Training the model from course 1 using different classifiers

After running the following code in lesson 1, how can I use the feature matrix and try out using other classifiers like Decision Tree and Random Forest using Scikit-Learn?

arch=resnet34
data = ImageClassifierData.from_paths(PATH, tfms=tfms_from_model(arch, sz))
learn = ConvLearner.pretrained(arch, data, precompute=True)
learn.fit(0.01, 2)

Do you mean the confusion matrix? You should be able to generate that from any list of predictions / actuals regardless of how they were generated.

If you want more information about visualizing decision trees / random forests, these topics are discussed in the machine learning course.

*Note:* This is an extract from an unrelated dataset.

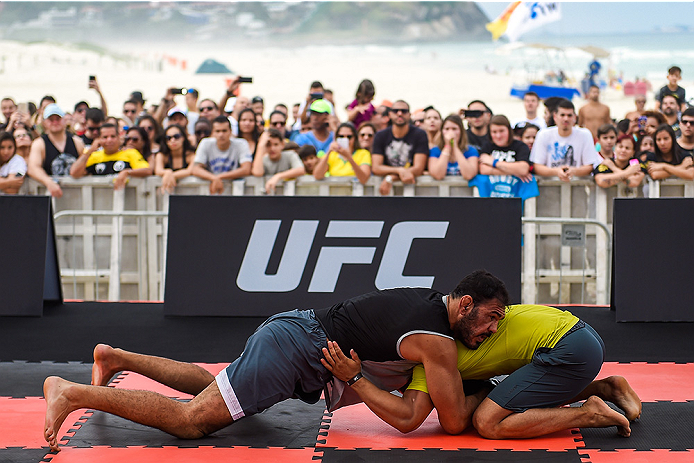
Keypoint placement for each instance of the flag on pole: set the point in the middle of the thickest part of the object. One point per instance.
(521, 17)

I meant to obtain the matrix that is being fed to the last layer containing the fully connected network. Then, instead of using a fully connected network, I wish to use a decision tree.

Oh so you want the activations at the final layer? Try this

def return_sequential(layer_num, model):
    return nn.Sequential(
        *list(model.children())[:layer_num]
        )

class get_activation_layer(nn.Module):
    def __init__(self, model):
        super().__init__()
        self.model = model
        self.layer_models = []
        for i in range(len(self.model)):
             self.layer_models.append(return_sequential(i, self.model))
    def forward(self, x):
        self.outputs = []
        for i in range(len(self.model)):
            self.outputs.append(self.layer_models[i](x))
        return self.outputs

Then

tmp_model = get_activation_layer(learn.model)
layer_outputs = tmp_model(V(i))

Where i is your input image as a tensor. Then layer_output will have the activation tensors at each layer.

1 Like

Thanks, this is what I wanted.

Hey, I am getting an error saying i is uninitialized on the last line. Please help.

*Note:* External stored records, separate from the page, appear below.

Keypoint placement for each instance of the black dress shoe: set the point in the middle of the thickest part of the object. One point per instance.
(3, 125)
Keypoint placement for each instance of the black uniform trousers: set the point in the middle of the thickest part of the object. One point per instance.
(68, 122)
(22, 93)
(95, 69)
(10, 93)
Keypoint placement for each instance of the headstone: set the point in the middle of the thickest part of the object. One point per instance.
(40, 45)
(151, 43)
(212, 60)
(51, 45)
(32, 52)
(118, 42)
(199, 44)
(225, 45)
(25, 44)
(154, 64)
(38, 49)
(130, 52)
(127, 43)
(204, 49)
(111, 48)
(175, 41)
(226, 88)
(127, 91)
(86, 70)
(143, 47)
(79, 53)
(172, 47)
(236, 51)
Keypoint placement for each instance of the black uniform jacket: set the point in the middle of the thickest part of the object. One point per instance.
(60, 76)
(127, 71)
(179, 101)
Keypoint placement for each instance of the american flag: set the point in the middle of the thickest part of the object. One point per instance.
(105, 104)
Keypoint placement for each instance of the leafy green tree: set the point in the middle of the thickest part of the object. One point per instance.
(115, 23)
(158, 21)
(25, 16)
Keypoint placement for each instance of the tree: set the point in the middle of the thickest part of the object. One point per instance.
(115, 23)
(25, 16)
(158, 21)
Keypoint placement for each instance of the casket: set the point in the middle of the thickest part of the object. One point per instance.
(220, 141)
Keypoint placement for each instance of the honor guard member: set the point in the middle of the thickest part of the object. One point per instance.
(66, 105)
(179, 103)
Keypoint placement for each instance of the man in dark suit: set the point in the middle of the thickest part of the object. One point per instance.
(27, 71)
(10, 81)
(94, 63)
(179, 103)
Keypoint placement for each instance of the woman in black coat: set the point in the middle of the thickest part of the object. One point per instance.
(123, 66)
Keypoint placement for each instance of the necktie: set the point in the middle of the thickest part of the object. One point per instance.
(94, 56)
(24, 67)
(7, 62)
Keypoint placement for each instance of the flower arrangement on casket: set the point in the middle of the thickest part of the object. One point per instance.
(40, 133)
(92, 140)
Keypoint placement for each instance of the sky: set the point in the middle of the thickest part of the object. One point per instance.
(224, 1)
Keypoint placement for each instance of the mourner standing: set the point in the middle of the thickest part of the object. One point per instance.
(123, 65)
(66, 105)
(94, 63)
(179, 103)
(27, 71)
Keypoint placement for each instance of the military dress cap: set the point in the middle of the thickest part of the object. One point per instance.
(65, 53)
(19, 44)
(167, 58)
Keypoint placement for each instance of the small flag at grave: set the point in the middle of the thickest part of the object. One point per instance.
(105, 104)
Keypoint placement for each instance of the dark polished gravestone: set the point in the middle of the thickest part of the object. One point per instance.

In layer_outputs = tmp_model(V(i)) ?

Sounds like the model doesn’t like how you loaded the image. Here’s how I do it:

trn_tfms, val_tfms = tfms_from_model(arch, sz)
i = val_tfms (open_image(fn))
i = i[None]
i = torch.from_numpy(i).cuda()
model.eval()
tmp_model = get_activation_layer(model)
layer_outputs = tmp_model(V(i))

What does it take as input and return as output?

open_image is from fast.ai. It opens an image with OpenCV and normalizes it.